Author: Fr. Mike Byron
September 23, 2018


“…and they were afraid to question him…and they were afraid to question him.”

These are the disciples with their beloved friend and teacher, Jesus.  Why—or about what—would they be afraid to question him?  What is too scary to discover the truth about from someone whom you love and trust?  

It’s too scary when you are aware that you may already know the answer to the question and you’d rather not.  

Consider questions like these:
-Doctor, how much longer do I have to live?
-Honey, do you still love me anymore?
-Boss, am I going to have a job here in six weeks?
-Son, are you vaping?  Daughter, are you drinking too much?
-My friend, is there a secret you’ve never shared with me?

There are a lot of unasked questions in real life because the true answers would threaten to devastate us:        
-Did the priest behave inappropriately with you?
-Is my lapse of memory something to be concerned about?
-Should I still be driving my car, or living alone?
-Do I have enough money to be secure in my retirement?

The hard truth, spoken by somebody who cares, can be very disturbing to hear…even scary.  So it really isn’t so amazing to consider that Jesus’ disciples were afraid to ask the question in the gospel today: “Lord, when you said that you are going to be betrayed, tortured, and put to death in Jerusalem, did you really mean that?”  “And when you told us that we must be prepared to forsake everything if we want to follow you, was that to be taken literally?  Our money, our reputation, our friends, our family, our property, our sense of control?  Our very life?  Did you mean that?”

I’m not sure I’d want to hear the blunt force of Jesus’ answer to questions like that.  So better not to ask.  But Jesus in the gospel is not waiting for us to ask.  He is speaking difficult truth, and doing it with reference to an image that is particularly searing in the present moment of our church.  

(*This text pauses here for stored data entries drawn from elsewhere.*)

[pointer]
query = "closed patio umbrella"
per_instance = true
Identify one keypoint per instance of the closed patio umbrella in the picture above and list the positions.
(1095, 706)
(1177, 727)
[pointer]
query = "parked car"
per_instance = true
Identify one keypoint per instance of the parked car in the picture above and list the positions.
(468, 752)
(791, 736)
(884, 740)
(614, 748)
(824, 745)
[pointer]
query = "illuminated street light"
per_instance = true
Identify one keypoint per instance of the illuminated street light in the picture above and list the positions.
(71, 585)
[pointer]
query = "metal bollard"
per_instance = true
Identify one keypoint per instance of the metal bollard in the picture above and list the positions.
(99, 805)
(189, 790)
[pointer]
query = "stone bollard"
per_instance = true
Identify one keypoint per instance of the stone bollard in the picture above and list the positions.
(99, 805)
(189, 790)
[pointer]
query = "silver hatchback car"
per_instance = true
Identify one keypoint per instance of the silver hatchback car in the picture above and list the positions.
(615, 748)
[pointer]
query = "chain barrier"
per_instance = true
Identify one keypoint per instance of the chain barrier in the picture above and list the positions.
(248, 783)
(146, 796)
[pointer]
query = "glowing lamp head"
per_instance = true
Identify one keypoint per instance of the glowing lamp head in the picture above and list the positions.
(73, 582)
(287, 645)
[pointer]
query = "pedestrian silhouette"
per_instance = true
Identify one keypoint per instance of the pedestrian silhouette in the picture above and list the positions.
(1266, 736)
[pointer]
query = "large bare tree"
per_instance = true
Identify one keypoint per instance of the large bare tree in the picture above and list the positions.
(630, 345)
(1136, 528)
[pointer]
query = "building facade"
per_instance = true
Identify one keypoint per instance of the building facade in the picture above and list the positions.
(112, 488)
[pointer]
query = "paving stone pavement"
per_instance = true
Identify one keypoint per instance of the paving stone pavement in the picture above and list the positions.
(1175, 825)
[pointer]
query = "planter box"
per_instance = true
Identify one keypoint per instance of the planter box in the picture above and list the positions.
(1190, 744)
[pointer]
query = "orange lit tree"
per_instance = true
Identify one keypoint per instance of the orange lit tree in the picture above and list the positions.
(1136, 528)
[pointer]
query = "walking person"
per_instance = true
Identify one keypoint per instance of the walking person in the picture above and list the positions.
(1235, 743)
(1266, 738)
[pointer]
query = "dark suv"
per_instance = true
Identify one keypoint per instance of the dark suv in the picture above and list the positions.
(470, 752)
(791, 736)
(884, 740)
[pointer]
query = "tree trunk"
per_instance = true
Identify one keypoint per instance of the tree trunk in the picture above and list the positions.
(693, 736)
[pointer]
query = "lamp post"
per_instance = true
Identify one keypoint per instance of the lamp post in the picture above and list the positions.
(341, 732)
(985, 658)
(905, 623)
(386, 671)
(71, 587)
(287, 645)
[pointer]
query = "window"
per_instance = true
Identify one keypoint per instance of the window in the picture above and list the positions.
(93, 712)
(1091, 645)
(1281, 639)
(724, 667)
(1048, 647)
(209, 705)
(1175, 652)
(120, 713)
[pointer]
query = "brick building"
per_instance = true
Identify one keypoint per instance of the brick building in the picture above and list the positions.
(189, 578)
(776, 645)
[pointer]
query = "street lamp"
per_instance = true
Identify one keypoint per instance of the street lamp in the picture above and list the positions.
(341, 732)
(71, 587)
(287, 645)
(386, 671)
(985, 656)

He finds a child, and puts his arms around it, and tells us that this is the measure of our faithfulness to his call.  The children of Galilee were not known for their cuteness and adorableness in the bible.  They were known for their utter vulnerability, their complete lack of standing as real people, their inability to speak.  The children were then—as they are now—utterly dependent upon the mercy and the justice and the charity of everybody else.  These are the ones, Jesus says, who will judge your sincerity in claiming to follow me.  How are you treating the children? How are you letting them tell you what is required?  How are you encountering those who cannot have any power over you to compel you to care about them?  (They aren’t all children, but a lot of them are.)  How are you in engaging the people who can do absolutely nothing for you in return, who take and take and take and demand your self-offering just because they are there?  What are you ready to do for them?

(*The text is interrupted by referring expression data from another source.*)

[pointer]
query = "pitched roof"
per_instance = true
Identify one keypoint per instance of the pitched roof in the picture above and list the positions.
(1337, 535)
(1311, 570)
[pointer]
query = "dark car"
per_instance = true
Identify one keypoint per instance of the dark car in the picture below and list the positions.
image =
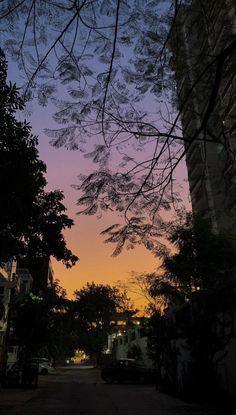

These may be the questions that the disciples were not very comfortable in confronting, and so may have been afraid to ask.  We aren’t so different from them in that regard.  Their fear, and ours, is understandable.  But it’s not an excuse to turn away.

There are churches not far from here where the message is that following Jesus is the key to wealth, success, and a happy life here and now.  I don’t know what gospel they are reading in those places, but it’s not this one, because “I” and “me” are not the points of reference for evaluating a faithful Christian life.  The points of reference instead are the weakest ones; the children, the immigrants, the poor, the homeless, the very aged, the chronically sick. The questions we may be afraid to ask are, “How are they doing?” and “What is required of us in response?”  And to be honest, at the moment most of them aren’t doing very well.

Certainly there is joy to be found in being faithful to our call, and there is great grace in creating a vibrant Christian community together, such as the one here at Pax.  Our mission isn’t all drudgery.  But it is about responsibility and self-offering.  Jesus tells us today that “if anyone wishes to be first/greatest, they shall be the last of all and the servant of all.”  So let us indeed strive to be first and greatest, but let us be absolutely clear about what that means.